Entraron en la fresca oscuridad del pequeño edificio de un piso. Crane estaba eufórico, excitado. Desde el día mismo en que Sumi murió, había estado contando en forma regresiva hasta hoy. Ella habría estado orgullosa de él.
Un hombre, con un ojo cámara en el lugar donde debió haber estado el verdadero, se apresuró a llegar hasta ellos en el vestíbulo vacío. Llevaba un reluciente traje plástico verde lima, con camisa con frunces y corbata ancha dorada.

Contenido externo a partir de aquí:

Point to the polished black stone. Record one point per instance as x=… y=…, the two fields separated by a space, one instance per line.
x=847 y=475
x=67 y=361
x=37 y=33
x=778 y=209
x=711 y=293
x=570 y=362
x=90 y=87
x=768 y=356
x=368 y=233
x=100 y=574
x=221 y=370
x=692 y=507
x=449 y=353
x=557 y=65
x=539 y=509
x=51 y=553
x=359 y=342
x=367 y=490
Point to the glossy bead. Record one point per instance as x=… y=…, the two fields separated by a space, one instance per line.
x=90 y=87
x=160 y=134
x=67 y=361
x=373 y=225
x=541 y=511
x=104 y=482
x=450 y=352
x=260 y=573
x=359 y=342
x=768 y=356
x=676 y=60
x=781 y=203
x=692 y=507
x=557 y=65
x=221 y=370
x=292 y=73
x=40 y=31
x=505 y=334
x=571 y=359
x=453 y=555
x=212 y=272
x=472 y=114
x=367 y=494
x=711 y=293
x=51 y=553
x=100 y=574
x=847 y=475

—Usted es Crane, ¿no es así?
—Está en lo cierto.
—Mi nombre es Abidan. Lindo espectáculo montó usted aquí.
Estaba sudando y parecía nervioso, agitado.
—Yo no los hago —dijo Crane—. ¿Se queda usted atrás?
—Eso es lo que hacen los periodistas, señor. Se quedan atrás.
—Eso es lo que los geólogos hacen también, hijo. Prosigamos.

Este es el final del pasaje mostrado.